1. Introduction
There is ample evidence to suggest that education has not dramatically changed over recent centuries. Even after the introduction of textbooks, students continue to spend their class time by primarily listening to lectures and taking notes. Why does education seem so immune to transformations? Labaree [
1] argues that education is a far more complex domain than other areas. For example, he compares a typical nuclear power facility with a school. Since every component of a nuclear facility is causally interrelated with the others, it is much easier to trace the source of any deficiencies and fix them accordingly. Schools, conversely, are composed of completely independent units: isolated classrooms. If one classroom performs well, it does not immediately produce an effect in parallel classrooms. Superintendents and principals generally track mean performance across classrooms, and, on average, good and bad performances cancel each other out. As a whole, a school therefore remains highly stable.
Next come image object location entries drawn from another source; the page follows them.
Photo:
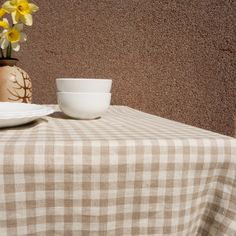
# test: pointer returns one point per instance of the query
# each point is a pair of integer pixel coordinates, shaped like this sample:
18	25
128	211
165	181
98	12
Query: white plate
13	114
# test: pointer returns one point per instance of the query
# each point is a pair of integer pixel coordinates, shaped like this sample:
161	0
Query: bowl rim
83	93
83	79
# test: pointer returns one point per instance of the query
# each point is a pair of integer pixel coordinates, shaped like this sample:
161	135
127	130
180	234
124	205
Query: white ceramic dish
83	105
14	114
83	85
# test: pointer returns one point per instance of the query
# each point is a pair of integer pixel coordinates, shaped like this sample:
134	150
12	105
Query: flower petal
15	46
2	12
4	23
15	17
19	27
27	19
8	7
23	37
33	7
4	43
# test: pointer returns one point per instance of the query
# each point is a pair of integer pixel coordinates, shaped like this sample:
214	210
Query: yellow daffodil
12	36
20	10
2	12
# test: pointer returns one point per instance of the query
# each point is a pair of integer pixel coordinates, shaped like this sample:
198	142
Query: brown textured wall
175	59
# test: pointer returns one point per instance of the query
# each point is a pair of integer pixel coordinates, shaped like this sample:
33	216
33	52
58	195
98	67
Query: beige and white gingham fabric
128	173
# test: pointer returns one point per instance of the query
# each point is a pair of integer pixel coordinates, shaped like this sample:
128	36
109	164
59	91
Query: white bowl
83	85
83	105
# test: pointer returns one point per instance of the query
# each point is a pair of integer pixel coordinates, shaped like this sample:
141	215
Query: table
128	173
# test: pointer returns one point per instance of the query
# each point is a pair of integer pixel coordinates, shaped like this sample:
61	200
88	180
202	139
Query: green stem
1	51
9	50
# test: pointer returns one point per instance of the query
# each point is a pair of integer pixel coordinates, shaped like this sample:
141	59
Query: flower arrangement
18	13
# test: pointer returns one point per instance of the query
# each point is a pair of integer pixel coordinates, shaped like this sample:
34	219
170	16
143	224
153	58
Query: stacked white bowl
82	98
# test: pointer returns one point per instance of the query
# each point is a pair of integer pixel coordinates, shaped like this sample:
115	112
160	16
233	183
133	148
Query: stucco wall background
175	59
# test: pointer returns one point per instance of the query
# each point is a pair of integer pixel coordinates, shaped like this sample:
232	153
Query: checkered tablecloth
128	173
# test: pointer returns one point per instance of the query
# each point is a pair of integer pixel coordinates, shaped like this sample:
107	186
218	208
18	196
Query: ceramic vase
15	84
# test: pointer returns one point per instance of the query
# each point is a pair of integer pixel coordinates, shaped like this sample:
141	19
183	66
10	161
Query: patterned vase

However, after several decades of experimental studies introducing ICT for math teaching and learning in K–12, there is still a wide range of impacts. For example, a meta-analysis of 71 evaluations in the United States reported effects by time of use [
2]. The study shows that for evaluated programs where students spent less than 30 min a week, the average effect was 0.06 SD; where students spent between 30 and 75 min, it was 0.20 SD; finally, where students spent more than 75 min, contrary to what one would expect, the result was 0.14 SD. In a more recent study, [
3] reports 14 studies that strongly emphasize the use of technology. Most of them rotate students through technology and non-technology activities. The weighted mean effect size was +0.07. A 2019 study in 26 municipalities in Sweden [
4] found no significant impact of an ICT program on standardized tests in mathematics or language on average, but it could, unfortunately, increase inequality in education. Further, a systematic review on 85 independent evaluations found that shorter ICT programs were much more effective in promoting mathematics achievements than longer ones with a mean effect size of 0.35 SD [
5]. The theoretical framework for the study of ICT in schools highlights the importance of the implementation process and the context in which this implementation is situated [
6]. The integration and final adoption of technological tools relies heavily on these factors. This framework has been supported by empirical evidence of the effect of practice with immediate feedback from peers and teachers and the inclusion of writing justifications for math problems [
7,
8]. In developing countries, results are also diverse. A review of experimental evaluations in developing countries focused on mathematics [
9], reported effect sizes ranging from 0.14 SD for programs with 80 min of weekly computer time in China, to an effect size of 0.35 SD for a program with 120 min of weekly practice in India, and another program with an effect size of 0.28 for 300 min spent using computers during after-school sessions. However, another 300 min per week program in India had an effect size of −0.48. Cristia et al. [
10] and Beuermann et al. [
11] studied a randomized experiment with a 1:1 program in poor regions of rural Peru and found no significant impact on test scores in mathematics or language. De Melo, Machado, and Miranda [
12] found no effects on math or reading scores in the national implementation of a 1:1 program in primary schools in Uruguay. This divergent variety of effects sizes points to the possibility of strong dependence on the type of implementation of the programs.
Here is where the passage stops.